Madagascar
Madagascar is often considered to be the world’s highest conservation priority.


Madagascar is often considered to be the world's highest conservation priority. Many species of wildlife, including the island's lemurs, are found nowhere else on Earth.
However, the country has also suffered steady economic decline for more than a decade, as well as population growth of around 2.5% per year. As a result, many natural ecosystems and resources are critically threatened. As much as 75% of the island's original forest cover has been removed. Rainforests are now restricted to a narrow ‘corridor' running north-south along the eastern part of the country. Almost all surviving areas of forest are under pressure, including from rice production, cattle grazing, wood-fuel collection, timber harvesting and mining.

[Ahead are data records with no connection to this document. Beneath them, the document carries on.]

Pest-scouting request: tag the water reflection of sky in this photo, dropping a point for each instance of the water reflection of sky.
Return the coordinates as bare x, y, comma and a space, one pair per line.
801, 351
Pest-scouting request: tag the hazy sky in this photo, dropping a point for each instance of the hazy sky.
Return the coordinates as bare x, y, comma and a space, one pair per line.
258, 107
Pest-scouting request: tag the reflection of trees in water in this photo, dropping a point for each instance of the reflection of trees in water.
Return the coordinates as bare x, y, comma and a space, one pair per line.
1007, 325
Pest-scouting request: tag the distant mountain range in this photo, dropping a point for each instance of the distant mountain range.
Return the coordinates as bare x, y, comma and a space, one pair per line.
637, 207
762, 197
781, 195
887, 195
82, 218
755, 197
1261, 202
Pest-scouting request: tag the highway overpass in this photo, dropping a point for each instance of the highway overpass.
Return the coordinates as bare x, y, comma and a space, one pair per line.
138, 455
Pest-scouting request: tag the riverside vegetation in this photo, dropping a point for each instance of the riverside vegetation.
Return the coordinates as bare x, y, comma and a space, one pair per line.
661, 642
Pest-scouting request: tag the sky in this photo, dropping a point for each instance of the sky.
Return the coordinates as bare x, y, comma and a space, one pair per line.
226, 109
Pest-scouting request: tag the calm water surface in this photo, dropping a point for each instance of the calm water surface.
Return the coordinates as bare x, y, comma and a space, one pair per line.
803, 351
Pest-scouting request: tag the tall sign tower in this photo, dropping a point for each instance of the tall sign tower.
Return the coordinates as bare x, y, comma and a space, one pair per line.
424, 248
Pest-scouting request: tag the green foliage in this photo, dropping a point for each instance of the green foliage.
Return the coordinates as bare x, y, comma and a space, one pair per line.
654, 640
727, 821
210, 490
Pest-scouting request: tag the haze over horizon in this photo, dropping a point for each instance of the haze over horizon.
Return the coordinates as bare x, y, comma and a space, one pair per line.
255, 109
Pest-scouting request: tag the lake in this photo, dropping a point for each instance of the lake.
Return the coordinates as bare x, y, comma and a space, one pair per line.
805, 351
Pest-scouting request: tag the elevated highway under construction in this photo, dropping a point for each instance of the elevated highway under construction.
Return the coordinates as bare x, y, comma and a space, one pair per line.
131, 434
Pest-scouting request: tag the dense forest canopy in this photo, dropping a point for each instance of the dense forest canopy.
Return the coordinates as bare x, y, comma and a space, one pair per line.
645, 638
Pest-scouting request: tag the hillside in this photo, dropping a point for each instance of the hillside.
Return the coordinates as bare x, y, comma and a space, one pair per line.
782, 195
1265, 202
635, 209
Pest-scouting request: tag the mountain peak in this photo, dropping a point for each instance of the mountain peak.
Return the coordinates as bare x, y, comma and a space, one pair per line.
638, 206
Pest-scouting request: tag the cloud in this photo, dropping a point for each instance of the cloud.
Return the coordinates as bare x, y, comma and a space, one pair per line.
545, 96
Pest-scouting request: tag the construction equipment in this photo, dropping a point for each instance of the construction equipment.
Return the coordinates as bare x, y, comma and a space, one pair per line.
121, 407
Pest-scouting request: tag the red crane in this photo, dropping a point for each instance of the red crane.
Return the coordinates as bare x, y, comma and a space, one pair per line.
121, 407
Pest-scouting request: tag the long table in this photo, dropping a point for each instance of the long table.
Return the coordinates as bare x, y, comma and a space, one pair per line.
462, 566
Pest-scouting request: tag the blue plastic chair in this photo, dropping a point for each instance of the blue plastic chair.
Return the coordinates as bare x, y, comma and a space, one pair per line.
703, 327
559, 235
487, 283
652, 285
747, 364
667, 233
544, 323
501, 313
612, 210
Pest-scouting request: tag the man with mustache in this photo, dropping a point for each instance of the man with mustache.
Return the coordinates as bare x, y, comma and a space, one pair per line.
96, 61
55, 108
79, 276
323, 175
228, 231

Traditional approaches to conservation, such as the establishment of National Parks, have proven difficult to sustain and have sometimes lacked sensitivity to the needs of poverty-stricken local communities. Since the late 1990s, new policies allowing greater control of natural resources at the local level have meant that new types of initiatives, such as the establishment of Community Forests, can also be tried.
The population of Madagascar is an integral mix of ethnic groups, the largest of which include the Merina, Sihanaka, Bara, Betsileo and Sakalava. Tanala people occupy many areas of the eastern rainforests.